OK here goes the story, I was in La Paz in Bolivia and was drinking in the world’s highest Irish Pub with fellow Northern Irishman (and a barman there) Grant McParland. I tell Grant I have plans to do Potosi and Uyuni (including the Salt Flats and Desert Tour) but will be back in La Paz the following week, for one night, on route to Cuzco.
Grant tells me of this restaurant which gives you a free t-shirt for eating ALL of the world’s hottest curry. I am well up for the challenge and we decide to go there when I’m back in town. However, not being on the internet much while I was away, I only contacted Grant again on the day of the only possible curry challenge night. And he was working.
I wanted to go anyway, and asked Benoit and Guillaume if they were up for it. Benoit was and we agreed to both go there and get the t-shirts.
I deliberately didn’t eat a lot that day (my final full day in La Paz) and by 7 pm we made the walk from the Markets area down to Cochabamba Street where the Star of India (always find it funny how they write it in English in some countries – probably to attract American tourists…).
The curry is so hot, you are recommended to have rice and bread with it. So we go for basic rice, a beer each and a piece of Naan bread each.
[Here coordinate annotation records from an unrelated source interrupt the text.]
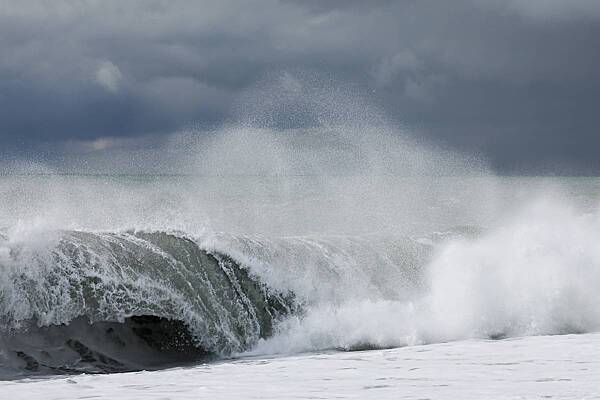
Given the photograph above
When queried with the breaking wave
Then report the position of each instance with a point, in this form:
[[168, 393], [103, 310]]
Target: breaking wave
[[75, 301]]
It arrives and looks massive. It’s a big meal for me. Probably twice that of my normal dinner, but I’m up for the challenge. We both launch in.
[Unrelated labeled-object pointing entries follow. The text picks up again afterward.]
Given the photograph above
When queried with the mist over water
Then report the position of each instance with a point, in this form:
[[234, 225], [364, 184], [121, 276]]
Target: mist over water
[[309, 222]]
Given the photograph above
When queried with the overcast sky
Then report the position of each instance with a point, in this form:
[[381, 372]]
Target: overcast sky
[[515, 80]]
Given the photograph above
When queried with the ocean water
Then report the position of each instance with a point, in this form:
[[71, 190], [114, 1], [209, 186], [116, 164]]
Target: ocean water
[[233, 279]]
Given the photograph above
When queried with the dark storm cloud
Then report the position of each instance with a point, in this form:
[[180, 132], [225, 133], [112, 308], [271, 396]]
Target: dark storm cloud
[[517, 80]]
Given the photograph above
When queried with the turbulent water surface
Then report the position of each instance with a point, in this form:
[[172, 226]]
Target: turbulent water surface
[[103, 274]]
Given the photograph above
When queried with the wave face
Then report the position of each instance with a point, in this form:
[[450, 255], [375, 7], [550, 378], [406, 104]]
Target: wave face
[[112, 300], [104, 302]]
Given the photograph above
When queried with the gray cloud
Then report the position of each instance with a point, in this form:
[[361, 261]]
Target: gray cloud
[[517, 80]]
At the next table a few Australians chat to us, but don;t opt for the hottest curry, wise move from them given they are travelling on the world’s most dangerous road in the morning (a trip I could have taken in Bolivia, but had to forfeit the chance due to time and money).
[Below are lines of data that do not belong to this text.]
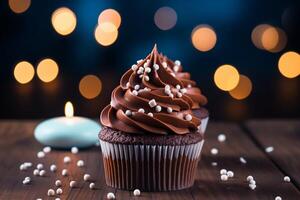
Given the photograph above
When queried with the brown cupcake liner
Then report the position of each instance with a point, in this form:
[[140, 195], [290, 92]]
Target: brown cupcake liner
[[150, 167]]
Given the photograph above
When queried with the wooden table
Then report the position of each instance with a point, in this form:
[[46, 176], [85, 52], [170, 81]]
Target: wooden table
[[249, 140]]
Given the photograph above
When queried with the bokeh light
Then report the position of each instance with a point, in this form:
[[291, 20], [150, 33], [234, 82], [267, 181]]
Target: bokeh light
[[243, 89], [90, 86], [19, 6], [111, 16], [204, 38], [226, 77], [106, 34], [23, 72], [165, 18], [289, 64], [63, 21], [47, 70]]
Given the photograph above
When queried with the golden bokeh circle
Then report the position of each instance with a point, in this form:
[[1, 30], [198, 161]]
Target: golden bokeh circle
[[23, 72], [90, 86], [226, 77], [47, 70]]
I started well on the curry and was a third of the way through, I ordered a water. Benoit was going much slower and I really felt at that moment I could eat it all. My mouth got very hot, but although the Bolivian spicy chilli was hot, the taste was excellent. It was really good food, aside from the prestige element.
However I finished just over half of the curry and was full already. I realised I probably wouldn’t make it. At one point Benoit said he couldn’t finish it, but after just over an hour, he had succeeded in finishing it, and I had failed, quite badly.
I also did think of my stomach and the chances of diarhoea. Particularly as I was up early the next day for a 15 hour bus journey, and we all know that these buses have no toilets, no regular stops and even if they do, toilet roll is hard to come by. I always carry toilet roll of course, and had two in my bus bag, but it doesn’t mean nothing when you shot your pants on a bus…so perhaps the fact I didn’t finish it was not a bad thing.
Triumphant and deserving, Benoit got his free t-shirt. A really nice t-shirt, green in colour with the name and address of the restaurant, and with the boast “I survived the world’s most dangerous vindaloo.” I was jealous, but at least one out of the two of us had finished it. I think Benoit had 3 or 4 beers while eating it. I had just one, plus a water.